I'm not saying it's wrong, but does Transylvania really reach down to the coast opposite Italy?

You mean the east coast of the Adriatic? Transylvania the region, no. The Transylvanian Tribunal, sure. Or at least this region certainly doesn't belong to either the Roman, Greater Alps, or Thebes Tribunals, so yes its either part of the Transylvanian Tribunal, or else it's no man's land, as far as I see it.

This link points to a historical geo-political map that comprises Rhine and Greater Alps, and might be of help if you want to designate the geographical borderlines. However, I do not know whether the historical borders are exactly congruent with the Hermetic ones.

The idea of employing modern web technology for applications such as this is truly inspiring. A cherry on the cake would be Google Directions based on a medieval road map.

I feel the need to point out the 'official' map of Mythic Europe on Atlas' own site: atlas-games.com/pdf_storage/europemap.pdf
This is the version of tribunal's i've been working off for years now.

Yeah, the one in the CURRENT main rules book...

I presume this was in response to me quoting books from 5th edition which contradict the map. You do have a point here, but when two sources from the current rules do not concur with each other, we each choose which source to follow, and GotF is quite clear about Denmark being within Novgorod.

The errata say that this map is off, or at least did at some point. So, yes, we are aware, thanks.
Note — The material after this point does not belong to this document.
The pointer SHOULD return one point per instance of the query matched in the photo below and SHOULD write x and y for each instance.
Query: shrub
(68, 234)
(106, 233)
I've got a private map: maps.google.com/maps/ms?ie=UTF8& ... 037d6c&z=6 with personal tribunal stuff. The combination is pretty fun.

My polygons are free for use, depending on whatever IP restrictions atlas games places on them.

Shiny. In terms of changes, if people could PM me their google accounts, I'll add you to the map collabs and we can mark-up and comment. (Somehow I never got subsequent e-mails notifying me of replies here...)

In terms of the Rhine tribunal, I tried to cross-reference with guardians of the forest.
The main book map is... um... "special" is the easiest way to put it, especially the farther east you go. What I'd like to do is collect authoritative "textual" descriptions of each of the regions, then figure out what physical features those correspond to. Anyone care to help?

Anyways, thanks for the positive feedback!
-Brian

My guess, you´re just not used to the type of map projection used for it. Things always gets a bit distorted when using big maps, type of projection merely chooses how the distortions look, and what areas gets worst hit.

From what it looks like, the further (north)east you go (beyond a point?), the more "upwards" east gets.
Its clearly visible from the relative positions between the Black sea and the Caspian sea.

Of course, calling "well known" Gotland ( a major trading point since even long before the viking era(and according to some, origin of the Goths)), Öland (a name that possibly didnt exist at all at the time, and the island was not of great importance) is kinda "whoopsie".
en.wikipedia.org/wiki/Gotland#History

My objective: once we all basically agree on a tribunal overlay (including shaded "contested" regions) we can start populating with towns and whatnot. To identify contested regions, we basically look for discrepancies over books. Then we can town to our hearts content.